BYRNA WEIR, BRIGHTON

On children

and protests

Fifty years ago, on May 2, 1963, more than 1,000 African-American students marched into downtown Birmingham, and scores were arrested. When hundreds more gathered the following day, the local police and fire departments were directed to use force to halt the demonstrations.

Images of children being blasted by high-pressure fire hoses, clubbed by police officers, and attacked by police dogs were viewed on television and in newspapers, triggering international outrage. Martin Luther King offered encouragement to parents of the young protesters: ''Don't worry about your children, they're going to be alright. Don't hold them back if they want to go to jail. For they are doing a job for not only themselves, but for all of America and for all mankind.''

Children were marching in what was known as "The Children's Crusade" to protest Birmingham's system of segregation by putting pressure on its merchants for their role. Meanwhile, business was faltering in the city due to the adverse publicity and pressure of the boycott. On May 10, the Birmingham Truce Agreement was signed. The power of children and parents for justice!
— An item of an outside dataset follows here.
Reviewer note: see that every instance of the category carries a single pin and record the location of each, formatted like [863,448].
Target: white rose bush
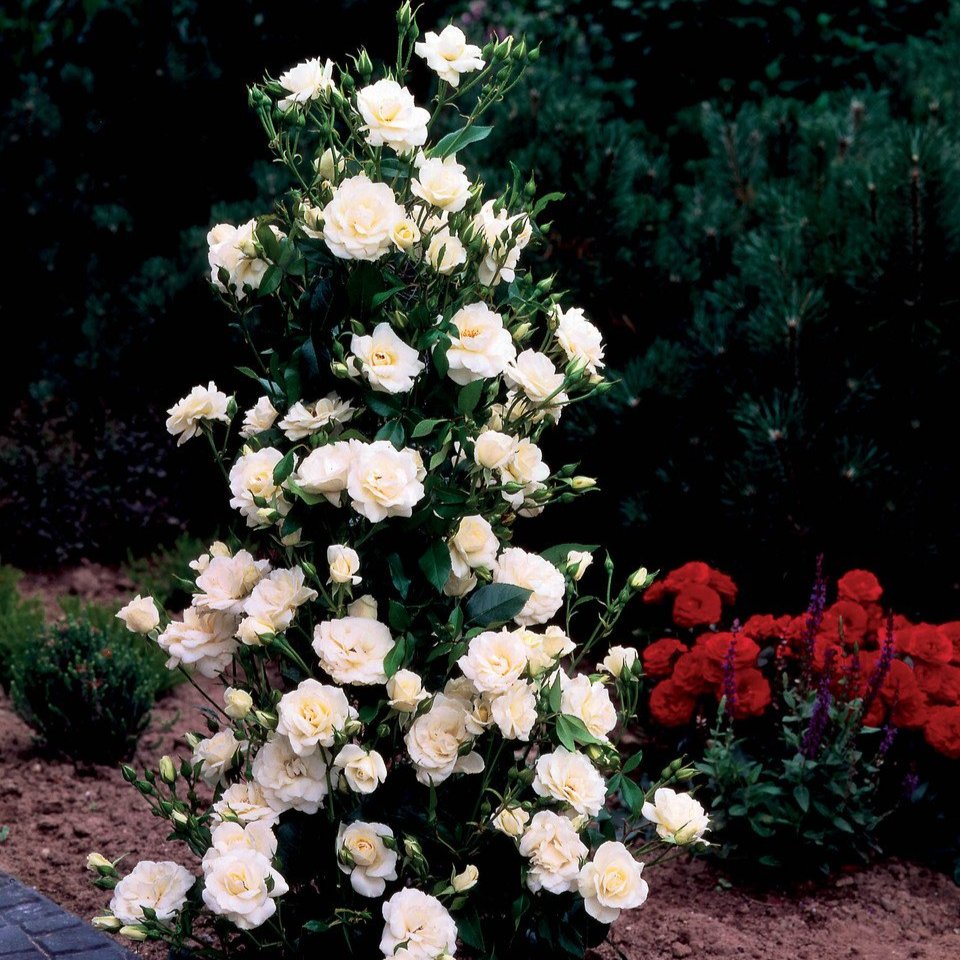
[408,756]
Today, students supported by their parents have made conscious decisions to opt out of the unjust, unproven Common Core tests foisted upon them by the likes of the business community through the bankroll of Bill Gates and Achieve. The tests have no basis in research and have no evidence that they have any value whatsoever. Our children are being used as guinea pigs and as tools to shut down urban neighborhood schools, fire experienced teachers, and break unions, enabling the hiring of low-cost, unqualified (cheap) teacher surrogates.

Once again, urban children of poverty shoulder the burden of these machinations by being herded into the remaining failing, overcrowded schools and being given an austere, barren curriculum of incessant test drilling that saps the life and joy out of learning.

Yet parents are being attacked in editorials for using their children for adult purposes. Quite ironic to say the least, as it's the corporate adults who are abusing our children to achieve their ends. Talk to child psychologists to understand the depth of the abuse, as I have. Children vomiting, not sleeping, fear of failure to the point of illness: the list goes on.

This testing cycle, a Bethlehem, New York, fourth grader was presented a math test in his hospital bed as he was being prepared for brain surgery.

It's time to stop vilifying parents. It's time for schools to stop punishing children for not taking tests that will not ameliorate public education but rather erode it further. It is time to celebrate the courage of their convictions and remember the wisdom of Gandhi: "First they ignore you, then they ridicule you, then they fight you, and then you win."

WILLIAM CALA

Cala is former superintendent of the Fairport school district and served as interim superintendent of the Rochester school district.